Another problem I wanted to look at with the comparison engine was how we plan to normalize the points between the reference video and the user inputs. Although we are getting the MediaPipe points in a similar manner for both the reference video and the user inputs, the coordinates of the points will be different, so our challenge lies in normalizing these for accurate comparisons. One thing that we plan to do is use the angles between the joints as part of our comparison, so I developed a python algorithm that can properly measure the angles between two joints based on the dot product and geometry of certain points. I attached some pictures of how it works using my right elbow, but this can be applied to any joint on the body that we would want to measure the angle of. 

Our progress is on schedule. In the next week, I hope to do a few things. First, continue working on the comparison engine and try to get a MVP of the engine so we can iterate and improve on it. Second, I am going to talk to people who know more about dance or who are dancers themselves and get a better understanding of what we could add to the project to make it as useful as possible for the users. 

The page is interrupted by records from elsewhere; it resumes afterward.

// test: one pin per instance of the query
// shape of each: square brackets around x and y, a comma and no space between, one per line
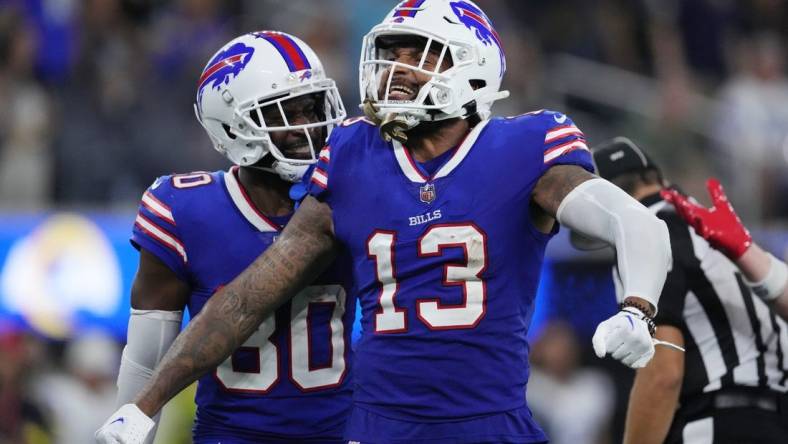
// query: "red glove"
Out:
[719,225]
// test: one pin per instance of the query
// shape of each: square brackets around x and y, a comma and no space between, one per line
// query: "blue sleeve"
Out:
[320,179]
[156,227]
[564,143]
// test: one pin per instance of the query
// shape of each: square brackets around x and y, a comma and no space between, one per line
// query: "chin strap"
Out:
[392,127]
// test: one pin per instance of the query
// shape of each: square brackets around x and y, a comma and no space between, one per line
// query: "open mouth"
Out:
[401,93]
[301,151]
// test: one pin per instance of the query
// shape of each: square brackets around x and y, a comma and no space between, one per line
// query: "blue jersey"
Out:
[290,380]
[446,265]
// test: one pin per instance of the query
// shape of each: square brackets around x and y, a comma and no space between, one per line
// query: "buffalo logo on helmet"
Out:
[226,65]
[474,18]
[427,193]
[408,8]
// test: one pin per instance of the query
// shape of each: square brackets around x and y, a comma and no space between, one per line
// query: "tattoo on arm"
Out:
[304,249]
[556,183]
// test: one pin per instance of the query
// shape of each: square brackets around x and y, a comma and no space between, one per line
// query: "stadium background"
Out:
[96,102]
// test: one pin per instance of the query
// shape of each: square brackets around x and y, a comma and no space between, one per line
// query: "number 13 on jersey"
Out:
[435,315]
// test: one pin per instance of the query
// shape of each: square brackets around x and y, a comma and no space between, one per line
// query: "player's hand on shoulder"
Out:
[627,336]
[128,425]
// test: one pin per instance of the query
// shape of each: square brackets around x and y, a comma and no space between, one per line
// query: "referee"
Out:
[730,385]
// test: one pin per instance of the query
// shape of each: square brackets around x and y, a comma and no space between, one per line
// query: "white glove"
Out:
[626,337]
[126,426]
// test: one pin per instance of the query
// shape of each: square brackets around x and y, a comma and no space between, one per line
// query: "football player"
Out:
[446,213]
[268,106]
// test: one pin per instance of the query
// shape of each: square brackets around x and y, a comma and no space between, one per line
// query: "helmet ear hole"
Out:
[477,83]
[227,131]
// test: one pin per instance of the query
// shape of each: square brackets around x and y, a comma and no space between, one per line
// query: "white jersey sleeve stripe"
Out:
[157,207]
[162,236]
[560,150]
[319,177]
[562,131]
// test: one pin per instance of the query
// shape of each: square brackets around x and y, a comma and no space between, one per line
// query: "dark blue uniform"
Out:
[290,381]
[447,263]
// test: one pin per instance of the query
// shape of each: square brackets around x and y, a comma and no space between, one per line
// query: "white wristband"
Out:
[773,285]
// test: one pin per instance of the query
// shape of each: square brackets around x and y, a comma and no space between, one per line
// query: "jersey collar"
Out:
[244,204]
[415,174]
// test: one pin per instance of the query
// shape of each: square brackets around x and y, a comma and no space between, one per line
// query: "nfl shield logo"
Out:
[427,193]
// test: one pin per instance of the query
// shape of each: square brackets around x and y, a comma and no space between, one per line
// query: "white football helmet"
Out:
[461,32]
[261,70]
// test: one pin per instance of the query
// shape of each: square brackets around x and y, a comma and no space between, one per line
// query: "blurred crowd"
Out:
[98,93]
[97,102]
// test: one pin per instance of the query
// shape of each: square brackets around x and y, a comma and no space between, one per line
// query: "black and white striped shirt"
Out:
[732,338]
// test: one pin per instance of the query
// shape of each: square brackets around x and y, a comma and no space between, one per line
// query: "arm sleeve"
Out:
[150,335]
[674,293]
[599,209]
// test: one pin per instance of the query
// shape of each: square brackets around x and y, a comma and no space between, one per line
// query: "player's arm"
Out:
[158,297]
[599,209]
[304,249]
[655,392]
[766,275]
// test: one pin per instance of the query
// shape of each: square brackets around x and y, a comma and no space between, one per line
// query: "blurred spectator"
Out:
[573,404]
[751,129]
[80,398]
[21,420]
[25,157]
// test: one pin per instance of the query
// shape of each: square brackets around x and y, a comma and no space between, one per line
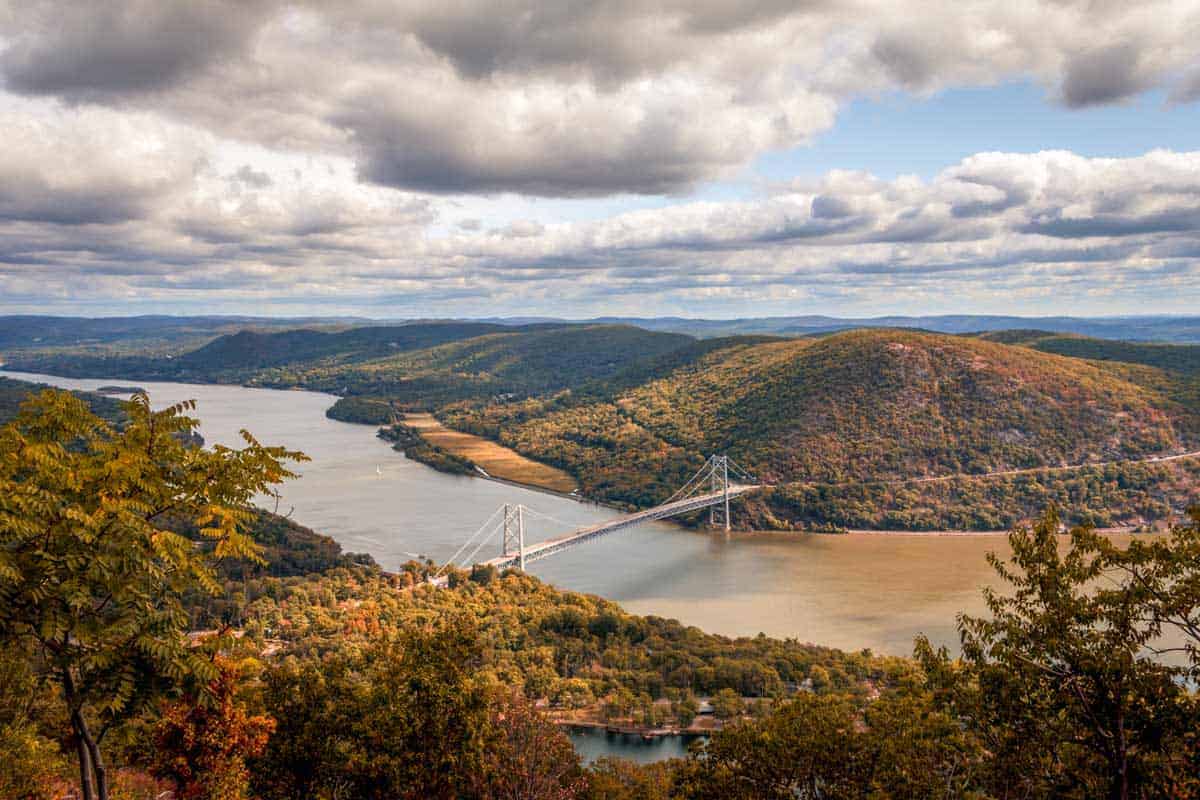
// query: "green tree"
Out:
[403,719]
[203,743]
[526,757]
[90,577]
[1073,698]
[805,749]
[685,709]
[727,704]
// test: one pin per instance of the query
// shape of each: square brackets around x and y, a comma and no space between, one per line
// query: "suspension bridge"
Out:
[712,487]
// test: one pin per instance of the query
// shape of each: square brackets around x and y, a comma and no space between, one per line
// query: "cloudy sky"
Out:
[581,157]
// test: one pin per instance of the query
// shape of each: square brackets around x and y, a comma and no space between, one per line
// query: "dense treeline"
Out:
[835,422]
[349,681]
[1109,495]
[15,392]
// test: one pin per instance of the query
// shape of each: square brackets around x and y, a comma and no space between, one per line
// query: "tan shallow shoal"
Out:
[496,459]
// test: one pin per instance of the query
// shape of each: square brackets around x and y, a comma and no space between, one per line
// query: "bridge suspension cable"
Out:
[468,542]
[708,488]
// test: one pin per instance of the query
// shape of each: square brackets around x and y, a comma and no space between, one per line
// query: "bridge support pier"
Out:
[719,483]
[514,533]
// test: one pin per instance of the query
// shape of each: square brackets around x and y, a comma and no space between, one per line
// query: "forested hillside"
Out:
[843,422]
[832,415]
[13,394]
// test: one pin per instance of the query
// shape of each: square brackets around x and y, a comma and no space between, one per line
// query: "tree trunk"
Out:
[97,762]
[84,767]
[91,763]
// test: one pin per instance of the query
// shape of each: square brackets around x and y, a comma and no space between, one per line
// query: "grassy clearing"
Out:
[496,459]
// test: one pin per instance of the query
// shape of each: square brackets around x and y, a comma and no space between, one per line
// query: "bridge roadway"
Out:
[551,546]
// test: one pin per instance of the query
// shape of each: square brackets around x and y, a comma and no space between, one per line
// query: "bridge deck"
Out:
[551,546]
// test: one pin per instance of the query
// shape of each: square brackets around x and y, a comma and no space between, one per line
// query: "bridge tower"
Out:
[719,482]
[514,533]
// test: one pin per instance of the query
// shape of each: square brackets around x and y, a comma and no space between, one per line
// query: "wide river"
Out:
[849,591]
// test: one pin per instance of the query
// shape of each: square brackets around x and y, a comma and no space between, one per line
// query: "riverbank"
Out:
[493,458]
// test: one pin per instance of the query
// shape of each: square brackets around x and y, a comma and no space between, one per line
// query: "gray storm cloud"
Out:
[309,151]
[569,98]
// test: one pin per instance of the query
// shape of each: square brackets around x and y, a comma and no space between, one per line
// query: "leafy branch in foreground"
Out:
[1069,685]
[91,578]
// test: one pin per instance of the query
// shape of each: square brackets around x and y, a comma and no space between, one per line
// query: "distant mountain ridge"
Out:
[835,419]
[1145,329]
[177,335]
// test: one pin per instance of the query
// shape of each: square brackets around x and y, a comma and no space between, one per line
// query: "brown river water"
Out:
[850,591]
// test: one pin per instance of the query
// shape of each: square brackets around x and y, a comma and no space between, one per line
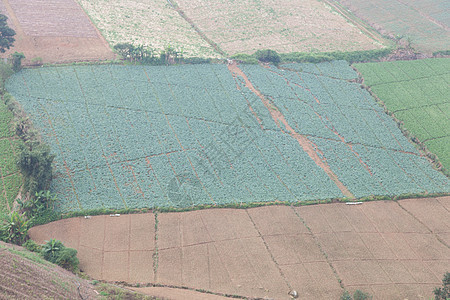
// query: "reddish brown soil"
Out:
[22,278]
[392,250]
[309,147]
[57,32]
[177,294]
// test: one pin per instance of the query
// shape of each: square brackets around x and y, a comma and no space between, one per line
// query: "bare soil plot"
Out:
[388,249]
[56,31]
[284,26]
[426,23]
[144,22]
[392,254]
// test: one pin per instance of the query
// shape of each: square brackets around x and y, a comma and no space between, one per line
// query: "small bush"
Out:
[54,251]
[35,164]
[245,58]
[16,58]
[357,295]
[67,259]
[268,55]
[14,229]
[32,246]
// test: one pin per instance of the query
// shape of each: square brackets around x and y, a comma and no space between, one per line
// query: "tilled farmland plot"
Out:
[54,31]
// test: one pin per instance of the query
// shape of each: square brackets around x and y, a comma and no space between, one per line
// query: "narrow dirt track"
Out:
[309,147]
[392,250]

Akul’s Status Report for 2/15

This week I was able to set up the joint tracking from a computer camera. I utilized the Python libraries OpenCV and Mediapipe in order to complete this task. With that, I had to learn key features of the libraries, going through the documentation for each and understanding the syntax. After I had a better understanding of how to use the libraries, I went and coded up an algorithm that will naively display your computer’s web camera and capture the different landmarks and points on the player’s body. Once I had this ready, I wanted to test out the feasibility of our application to be played by a regular user, so I went to multiple different locations and ran the script. With that, I found that it is definitely feasible for the player to play from the comfort of their own camera, but the user needs to stand pretty far from the computer (i.e. the user needs a decent amount of space to actually play the game). This isn’t really a problem but is just something we need to consider. 

After that, I worked with Rex to see how I should send the coordinates of the user to the Unity system to showcase the user’s joints within our game UI. I first had to figure out how to print out the coordinates of the 32 points that Mediapipe provides for us. After I did that, I organized that data into a JSON that Rex is able to actually interpret in his Unity game. We have already tested our capability to send data from a Python script to a Unity server, so now we have the capability to translate a real-life human’s moves to a character in the game.

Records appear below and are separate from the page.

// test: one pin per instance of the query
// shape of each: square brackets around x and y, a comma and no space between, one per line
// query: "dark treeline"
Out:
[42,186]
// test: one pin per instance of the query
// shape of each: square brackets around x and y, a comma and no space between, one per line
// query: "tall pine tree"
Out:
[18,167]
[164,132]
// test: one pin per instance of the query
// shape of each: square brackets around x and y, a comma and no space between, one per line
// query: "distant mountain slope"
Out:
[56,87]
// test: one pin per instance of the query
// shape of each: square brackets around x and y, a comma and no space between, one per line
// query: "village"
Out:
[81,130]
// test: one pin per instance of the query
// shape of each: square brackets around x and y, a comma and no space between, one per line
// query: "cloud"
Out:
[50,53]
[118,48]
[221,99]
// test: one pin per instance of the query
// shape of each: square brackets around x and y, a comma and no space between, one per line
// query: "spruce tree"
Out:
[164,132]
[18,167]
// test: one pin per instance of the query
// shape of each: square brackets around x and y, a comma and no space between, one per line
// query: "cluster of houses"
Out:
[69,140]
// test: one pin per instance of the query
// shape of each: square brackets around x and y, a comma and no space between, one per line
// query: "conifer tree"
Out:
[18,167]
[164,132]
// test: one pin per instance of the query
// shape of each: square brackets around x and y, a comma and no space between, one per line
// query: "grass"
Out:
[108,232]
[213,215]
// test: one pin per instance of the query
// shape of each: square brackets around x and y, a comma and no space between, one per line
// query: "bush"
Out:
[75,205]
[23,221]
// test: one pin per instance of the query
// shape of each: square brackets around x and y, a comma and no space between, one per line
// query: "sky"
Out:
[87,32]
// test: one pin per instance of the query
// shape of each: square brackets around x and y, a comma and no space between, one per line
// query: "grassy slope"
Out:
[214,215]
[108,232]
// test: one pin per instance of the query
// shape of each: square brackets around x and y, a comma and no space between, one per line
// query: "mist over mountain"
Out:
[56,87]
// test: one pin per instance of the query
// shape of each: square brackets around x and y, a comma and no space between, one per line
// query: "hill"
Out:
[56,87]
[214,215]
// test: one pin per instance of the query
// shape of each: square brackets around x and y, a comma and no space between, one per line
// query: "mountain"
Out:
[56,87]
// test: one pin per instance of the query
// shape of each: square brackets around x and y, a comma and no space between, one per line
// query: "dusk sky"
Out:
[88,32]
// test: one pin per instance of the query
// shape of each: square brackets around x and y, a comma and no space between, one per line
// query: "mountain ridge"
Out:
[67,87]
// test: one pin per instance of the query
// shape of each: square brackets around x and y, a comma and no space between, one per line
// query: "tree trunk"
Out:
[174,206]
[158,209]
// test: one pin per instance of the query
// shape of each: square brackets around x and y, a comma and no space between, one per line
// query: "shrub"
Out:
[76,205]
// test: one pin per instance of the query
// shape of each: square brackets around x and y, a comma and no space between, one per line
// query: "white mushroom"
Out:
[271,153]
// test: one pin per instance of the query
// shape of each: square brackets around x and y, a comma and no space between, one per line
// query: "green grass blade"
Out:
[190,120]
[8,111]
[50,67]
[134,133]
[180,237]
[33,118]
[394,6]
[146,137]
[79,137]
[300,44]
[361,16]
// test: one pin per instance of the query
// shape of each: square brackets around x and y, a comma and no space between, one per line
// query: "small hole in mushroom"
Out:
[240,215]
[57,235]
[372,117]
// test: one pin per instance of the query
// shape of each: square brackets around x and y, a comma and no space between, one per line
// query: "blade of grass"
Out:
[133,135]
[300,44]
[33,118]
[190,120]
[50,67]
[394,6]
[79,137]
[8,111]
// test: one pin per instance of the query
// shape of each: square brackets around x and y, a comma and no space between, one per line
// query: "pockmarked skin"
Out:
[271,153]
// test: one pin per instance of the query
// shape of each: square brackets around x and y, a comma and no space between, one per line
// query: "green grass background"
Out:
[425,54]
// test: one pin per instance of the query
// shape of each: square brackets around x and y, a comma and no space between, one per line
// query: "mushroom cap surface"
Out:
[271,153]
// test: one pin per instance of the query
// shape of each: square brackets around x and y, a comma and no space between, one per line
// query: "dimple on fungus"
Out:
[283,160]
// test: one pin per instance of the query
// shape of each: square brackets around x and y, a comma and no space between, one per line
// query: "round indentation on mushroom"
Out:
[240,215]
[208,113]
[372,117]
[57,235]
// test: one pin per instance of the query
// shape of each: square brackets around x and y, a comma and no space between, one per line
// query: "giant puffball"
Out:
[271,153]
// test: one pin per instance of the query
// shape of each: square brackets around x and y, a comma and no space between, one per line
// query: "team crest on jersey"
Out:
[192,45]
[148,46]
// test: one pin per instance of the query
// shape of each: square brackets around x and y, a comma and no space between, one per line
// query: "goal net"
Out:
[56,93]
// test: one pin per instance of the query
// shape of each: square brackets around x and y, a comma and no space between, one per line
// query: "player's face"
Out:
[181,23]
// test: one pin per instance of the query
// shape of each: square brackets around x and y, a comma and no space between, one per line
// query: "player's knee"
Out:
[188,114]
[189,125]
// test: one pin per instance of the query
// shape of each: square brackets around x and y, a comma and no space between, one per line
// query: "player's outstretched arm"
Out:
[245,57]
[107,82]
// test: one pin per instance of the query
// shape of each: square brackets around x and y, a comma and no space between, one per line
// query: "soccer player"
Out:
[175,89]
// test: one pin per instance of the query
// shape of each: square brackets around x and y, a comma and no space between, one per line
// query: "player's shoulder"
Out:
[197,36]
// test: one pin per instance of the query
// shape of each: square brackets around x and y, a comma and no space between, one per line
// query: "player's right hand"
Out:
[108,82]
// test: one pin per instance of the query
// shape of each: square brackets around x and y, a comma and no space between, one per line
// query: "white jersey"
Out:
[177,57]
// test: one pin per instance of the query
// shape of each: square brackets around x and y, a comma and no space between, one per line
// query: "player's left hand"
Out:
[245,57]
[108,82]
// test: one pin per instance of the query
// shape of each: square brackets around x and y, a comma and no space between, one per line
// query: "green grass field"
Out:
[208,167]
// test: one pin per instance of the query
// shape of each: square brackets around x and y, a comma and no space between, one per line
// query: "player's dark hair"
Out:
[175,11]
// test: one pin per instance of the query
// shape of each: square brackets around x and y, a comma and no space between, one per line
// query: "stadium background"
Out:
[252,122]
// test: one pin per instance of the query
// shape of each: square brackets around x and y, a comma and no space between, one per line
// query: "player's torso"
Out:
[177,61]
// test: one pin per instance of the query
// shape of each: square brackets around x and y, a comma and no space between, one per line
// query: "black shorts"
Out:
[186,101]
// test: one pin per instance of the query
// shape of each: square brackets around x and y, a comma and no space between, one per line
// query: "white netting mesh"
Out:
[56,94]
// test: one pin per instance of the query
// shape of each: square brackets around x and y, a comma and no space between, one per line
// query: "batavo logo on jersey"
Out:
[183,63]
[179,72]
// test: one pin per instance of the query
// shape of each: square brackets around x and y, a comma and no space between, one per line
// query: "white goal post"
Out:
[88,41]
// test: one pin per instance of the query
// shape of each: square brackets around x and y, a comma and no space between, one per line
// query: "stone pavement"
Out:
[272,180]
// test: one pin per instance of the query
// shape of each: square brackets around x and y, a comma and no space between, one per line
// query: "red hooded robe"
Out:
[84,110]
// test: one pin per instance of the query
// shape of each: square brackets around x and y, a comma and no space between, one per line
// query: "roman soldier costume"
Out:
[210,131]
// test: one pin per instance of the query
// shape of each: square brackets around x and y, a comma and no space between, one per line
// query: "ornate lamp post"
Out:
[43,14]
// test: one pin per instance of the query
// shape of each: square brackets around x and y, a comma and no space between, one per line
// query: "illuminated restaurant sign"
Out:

In terms of our progress, I feel that we are on a good track. We now have a better understanding of what the capabilities are of our project and how we can go about completing it. We ran into some slight high-level setbacks when it came to switching our project from a game to an application for learning, but I believe we are moving in the right direction. 

Next week, I hope to explore further into the algorithm we will use to detect differences between a user’s dance moves and a reference video. At this point, Danny, Rex, and I have worked on different aspects individually, so next week we will focus on incorporating everything we have together and taking the next steps to actually help people learn dance moves from a reference video. 

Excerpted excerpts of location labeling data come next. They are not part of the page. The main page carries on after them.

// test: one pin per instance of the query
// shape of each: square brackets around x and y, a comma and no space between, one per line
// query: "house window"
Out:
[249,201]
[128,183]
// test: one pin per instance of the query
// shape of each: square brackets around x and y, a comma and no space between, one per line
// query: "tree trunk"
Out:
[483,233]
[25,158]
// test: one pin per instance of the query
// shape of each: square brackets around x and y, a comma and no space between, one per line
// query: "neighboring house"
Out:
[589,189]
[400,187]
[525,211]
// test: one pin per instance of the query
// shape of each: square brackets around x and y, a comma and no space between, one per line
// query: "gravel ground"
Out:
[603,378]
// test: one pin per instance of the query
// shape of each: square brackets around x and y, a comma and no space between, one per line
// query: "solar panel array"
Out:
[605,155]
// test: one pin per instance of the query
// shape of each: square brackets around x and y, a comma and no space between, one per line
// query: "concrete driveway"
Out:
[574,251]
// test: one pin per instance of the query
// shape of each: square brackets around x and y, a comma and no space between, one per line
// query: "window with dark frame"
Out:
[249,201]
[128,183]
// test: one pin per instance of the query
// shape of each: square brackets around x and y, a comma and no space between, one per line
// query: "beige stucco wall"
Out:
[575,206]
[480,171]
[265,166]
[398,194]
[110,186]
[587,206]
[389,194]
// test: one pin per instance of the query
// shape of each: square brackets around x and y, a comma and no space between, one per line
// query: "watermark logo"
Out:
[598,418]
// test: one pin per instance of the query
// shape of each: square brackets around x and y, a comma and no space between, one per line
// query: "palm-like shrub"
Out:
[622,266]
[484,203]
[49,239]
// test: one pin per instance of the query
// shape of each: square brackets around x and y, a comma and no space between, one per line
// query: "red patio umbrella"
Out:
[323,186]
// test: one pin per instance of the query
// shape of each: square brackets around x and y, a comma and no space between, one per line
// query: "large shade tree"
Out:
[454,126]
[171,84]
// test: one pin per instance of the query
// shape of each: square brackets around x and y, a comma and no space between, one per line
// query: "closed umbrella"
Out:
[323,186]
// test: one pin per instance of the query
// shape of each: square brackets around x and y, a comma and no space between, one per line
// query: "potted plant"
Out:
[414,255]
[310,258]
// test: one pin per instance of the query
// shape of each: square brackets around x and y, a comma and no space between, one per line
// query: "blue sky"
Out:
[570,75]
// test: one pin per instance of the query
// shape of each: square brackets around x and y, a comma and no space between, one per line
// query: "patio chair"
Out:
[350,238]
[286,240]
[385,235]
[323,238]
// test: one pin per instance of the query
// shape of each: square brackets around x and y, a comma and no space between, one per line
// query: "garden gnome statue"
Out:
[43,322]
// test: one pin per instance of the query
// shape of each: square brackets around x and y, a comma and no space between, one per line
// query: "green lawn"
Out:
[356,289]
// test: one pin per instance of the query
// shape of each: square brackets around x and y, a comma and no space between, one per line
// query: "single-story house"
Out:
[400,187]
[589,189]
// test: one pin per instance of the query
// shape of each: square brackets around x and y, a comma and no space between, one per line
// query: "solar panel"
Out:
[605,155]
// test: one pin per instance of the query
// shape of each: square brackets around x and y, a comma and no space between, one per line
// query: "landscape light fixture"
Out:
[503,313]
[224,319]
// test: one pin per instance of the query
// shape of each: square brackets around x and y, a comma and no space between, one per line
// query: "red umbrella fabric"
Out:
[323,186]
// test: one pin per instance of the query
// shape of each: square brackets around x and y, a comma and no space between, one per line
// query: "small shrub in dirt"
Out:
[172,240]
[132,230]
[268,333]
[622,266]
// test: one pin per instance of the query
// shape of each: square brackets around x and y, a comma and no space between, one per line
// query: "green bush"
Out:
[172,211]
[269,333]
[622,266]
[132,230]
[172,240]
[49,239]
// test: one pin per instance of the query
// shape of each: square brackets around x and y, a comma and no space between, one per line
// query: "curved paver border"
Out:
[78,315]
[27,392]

Akul’s Status Report for 2/8

I spent the first half of the week preparing for the Project Proposal presentation. Over the weekend, I worked on fleshing out the requirements, finding quantitative measures, creating diagrams, and putting together the slides. I collaborated with my teammates over Zoom calls to refine the presentation as well. Since we all agreed that I would be doing the presentation, I spent time practicing to ensure I could explain the project clearly rather than just reading from the slides. I rehearsed both by myself and in front of others in order to gain feedback and complete the presentation as thoroughly as I could. I ended up presenting on Wednesday, so I continued to spend Monday and Tuesday practicing the presentation.

After the presentation was over, I began to shift my focus onto looking deeper into the computer vision aspect of our project. I spent time researching the Mediapipe and OpenCV libraries and reading/watching tutorials on how other people have utilized the libraries. I have done some computer vision work in the past (but nothing of this scale), so I brushed up on the OpenCV library in python. I played around with some simple test scripts that could be used for the first part of the CV algorithm that opens my computer camera and saves these images to my computer (image below). This could be the base of the project as it allows us to take camera images and use that for continued processing for the rest of the project. 

In our schedule, we allotted this week to be more of an introductory week, where we will try to get familiar with the libraries and overall better understand what our project will entail. Additionally, because we recently pivoted our project, I hope to gain an even clearer understanding of what we need to do through our weekly meeting with our faculty advisor next week. In terms of the technical requirements, next week I will try to get more familiar with the Mediapipe framework and explore specifically how we will get key points of a user’s body when they are dancing.